First of all, what's special about a half-band filter? If you implement a filter of 1/2 bandwidth as FIR, then you can choose to design it so that the transition width's center is exactly at ¼ the sampling rate – that allows for symmetry, and that in turn gives you a FIR filter where every other coefficient is zero.
Zero coefficients don't need to be summed. This gives you the steepness of a $K$-tap filter at the cost of $\frac K2$!
Now, let's look at the fact that you're decimating by a factor of 2:
That means that you throw away every other output sample. Polyphase decomposition of your filter allows you to write your single filter as a sum of two alternatively "fed" filters, so that instead of calculating $K$ products and sums per time step, you calculate $\frac K2$. That's another effort reduction by a factor of 2.
So, what you do is:
- you pick an existing decimating FIR filter implementation in C or assembly, or write it yourself (it's but a simple
for-loop).
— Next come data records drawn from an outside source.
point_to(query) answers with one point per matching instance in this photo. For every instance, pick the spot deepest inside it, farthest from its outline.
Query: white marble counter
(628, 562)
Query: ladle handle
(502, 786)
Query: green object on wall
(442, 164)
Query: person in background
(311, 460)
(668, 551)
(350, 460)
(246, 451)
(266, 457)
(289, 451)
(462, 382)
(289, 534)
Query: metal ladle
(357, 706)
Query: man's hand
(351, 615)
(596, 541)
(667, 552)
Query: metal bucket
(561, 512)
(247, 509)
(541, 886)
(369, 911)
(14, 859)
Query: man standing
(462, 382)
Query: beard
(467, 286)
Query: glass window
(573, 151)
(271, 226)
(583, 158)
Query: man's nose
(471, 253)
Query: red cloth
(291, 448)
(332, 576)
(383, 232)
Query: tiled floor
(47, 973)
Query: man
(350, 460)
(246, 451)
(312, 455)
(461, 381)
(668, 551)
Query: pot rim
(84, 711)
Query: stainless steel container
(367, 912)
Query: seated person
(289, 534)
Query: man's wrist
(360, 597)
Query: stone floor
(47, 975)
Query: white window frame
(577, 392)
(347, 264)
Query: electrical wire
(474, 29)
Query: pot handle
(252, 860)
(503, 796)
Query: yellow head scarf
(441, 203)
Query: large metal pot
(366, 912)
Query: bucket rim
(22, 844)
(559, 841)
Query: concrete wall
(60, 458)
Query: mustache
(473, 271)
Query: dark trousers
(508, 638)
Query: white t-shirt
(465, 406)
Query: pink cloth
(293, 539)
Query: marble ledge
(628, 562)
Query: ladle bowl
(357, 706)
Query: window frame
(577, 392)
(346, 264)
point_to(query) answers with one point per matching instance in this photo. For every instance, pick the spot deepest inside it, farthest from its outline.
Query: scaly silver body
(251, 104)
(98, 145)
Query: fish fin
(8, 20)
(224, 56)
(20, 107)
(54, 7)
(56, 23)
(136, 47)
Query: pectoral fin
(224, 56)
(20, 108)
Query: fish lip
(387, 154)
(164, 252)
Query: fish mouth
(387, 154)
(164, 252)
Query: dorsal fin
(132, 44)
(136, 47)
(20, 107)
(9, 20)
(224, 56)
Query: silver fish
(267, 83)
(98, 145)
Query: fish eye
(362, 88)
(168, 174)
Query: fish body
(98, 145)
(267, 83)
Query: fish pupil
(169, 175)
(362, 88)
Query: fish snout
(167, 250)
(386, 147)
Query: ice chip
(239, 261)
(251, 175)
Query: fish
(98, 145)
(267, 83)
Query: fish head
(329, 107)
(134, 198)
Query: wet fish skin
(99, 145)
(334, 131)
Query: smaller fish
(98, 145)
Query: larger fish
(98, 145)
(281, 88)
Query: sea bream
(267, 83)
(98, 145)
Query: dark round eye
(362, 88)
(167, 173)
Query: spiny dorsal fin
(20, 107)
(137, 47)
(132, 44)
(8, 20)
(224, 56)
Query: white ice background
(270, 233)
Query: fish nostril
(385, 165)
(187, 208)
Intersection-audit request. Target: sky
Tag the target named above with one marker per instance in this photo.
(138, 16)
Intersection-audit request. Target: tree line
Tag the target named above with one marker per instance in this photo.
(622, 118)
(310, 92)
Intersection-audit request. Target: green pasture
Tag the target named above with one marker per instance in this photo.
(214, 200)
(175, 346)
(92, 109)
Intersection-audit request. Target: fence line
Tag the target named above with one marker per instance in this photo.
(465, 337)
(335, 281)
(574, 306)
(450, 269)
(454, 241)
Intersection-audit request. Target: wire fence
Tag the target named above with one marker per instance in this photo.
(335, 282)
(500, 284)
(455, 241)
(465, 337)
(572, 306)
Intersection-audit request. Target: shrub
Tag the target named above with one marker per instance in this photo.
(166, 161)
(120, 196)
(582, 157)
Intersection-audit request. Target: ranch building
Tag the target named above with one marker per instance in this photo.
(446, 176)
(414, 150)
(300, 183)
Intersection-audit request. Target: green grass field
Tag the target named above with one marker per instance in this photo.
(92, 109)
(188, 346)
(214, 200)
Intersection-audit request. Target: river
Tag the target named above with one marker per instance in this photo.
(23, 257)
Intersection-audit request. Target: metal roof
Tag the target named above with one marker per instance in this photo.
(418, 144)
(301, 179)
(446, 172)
GNU Radio has one; it's in C++, and uses optimized filter kernels, but it might help illustrate how you split up one filter into $K$ subfilters to reduce the load by a factor of $K$ in a $K$-decimating FIR.
- You design a half-band filter. You probably don't need something fantastic; make sure you get as many zeros in there as sensible.
- you concatenate $\log_2 64=6$ of these (in fact, that's only nearly efficient; read that article, it's good).
General comment: Using an 8-bit microcontroller to process 16 bit numbers is a bad idea through and through. Atmegas are usually more expensive than similarly peripheral-equipped ARM counterparts, and really, they aren't even remotely adapted to DSP loads. Don't do that to yourself. This task is easy even on a cheap 20 MHz ARM Cortex-M0, and you could have a Cortex-M4F for the price of a larger ATMega. That would have a floating point unit; not that you need that for any of this (you can do all these calculations in fixed point, like you'd have to do it on your AVR), but it does make one's life easier further down the processing chain. I assume you use an AVR "because you already have that, and have experience with that"; but believe me, you're shooting yourself in the knee. More suitable MCUs are cheap, and so are development boards (they literally start at 2$) sufficient to connect your ADC to them.